# Roman Science Platform Data Discovery and Access in the Cloud 
***

## Learning Goals

This notebook is designed to walk you through accessing data from the [Mikulski Archive for Space Telescopes (MAST)](https://archive.stsci.edu/) and retriving simulated [Roman Wide Field Instrument (WFI)](https://roman-docs.stsci.edu/roman-instruments-home) images.

## Table of Contents

\- [0. Introduction](#intro)

\- [1. Accessing MAST Data](#mast_data)

\- [2. Streaming from the Roman Science Platform S3 Bucket](#s3_bucket)

\- [3. Downloading Files (**not recommended**)](#download)

***

<a id = intro></a>
# 0. Introduction
This notebook is designed to provide examples of accessing data from the Roman Science Platform (RSP). Due to the survey nature of the Roman Space Telescope, it will produce large data volumes of data that will need to be easily and quickly accessed to perform scientific tasks like creating catalogs, difference imaging, generating light curves, etc. Downloading all the required data would burden most users by requiring excessive data storage solutions (likely `>10TB`).

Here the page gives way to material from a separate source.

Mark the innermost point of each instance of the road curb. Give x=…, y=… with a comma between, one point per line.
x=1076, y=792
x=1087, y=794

This notebook demonstrates how to stream data from the cloud directly into memory, bypassing the need to download the data locally and use excess storage. This method of cloud-based data access is **HIGHLY** recommended. However, we understand that some use-cases will require downloading the data locally, so we also provide an example of how to do this at the end of the notebook.

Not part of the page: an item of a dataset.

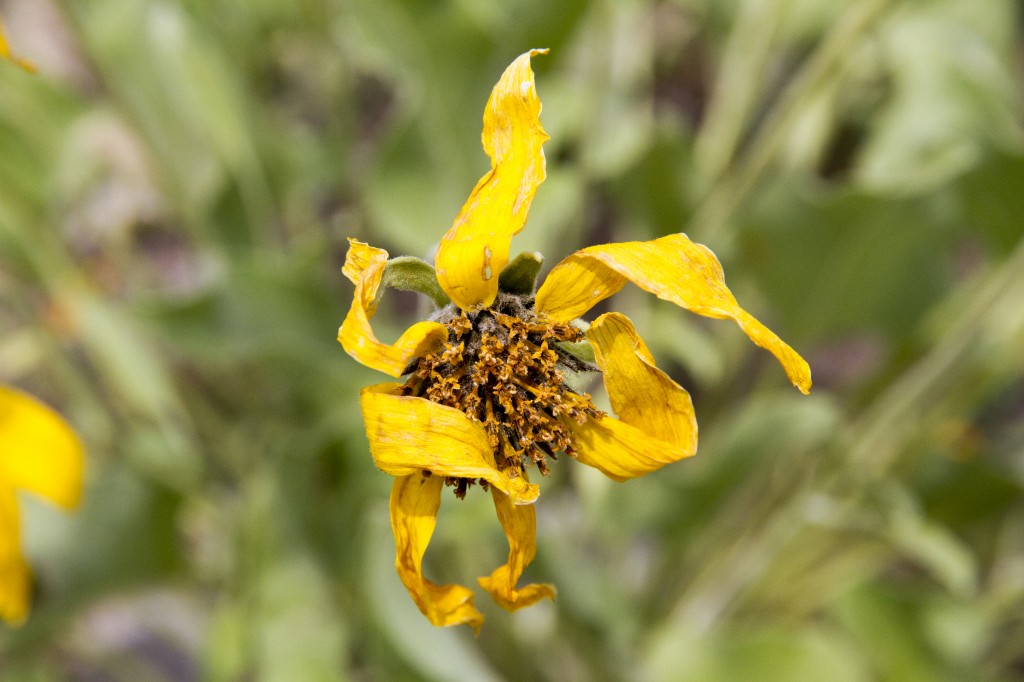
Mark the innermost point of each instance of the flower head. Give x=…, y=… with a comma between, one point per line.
x=40, y=454
x=484, y=396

During operations, each Roman data file will be given a Unique Resource Identifier (URI), an analog to an online filepath that is similar to a URL, which points to where the data is hosted on the Amazon Web Services (AWS) cloud. Users will retrieve these URIs from one of several sources including MAST (see [Accessing WFI Data](https://roman-docs.stsci.edu/data-handbook-home/accessing-wfi-data) for more information) and will be able to use the URI to access the desired data from the cloud. 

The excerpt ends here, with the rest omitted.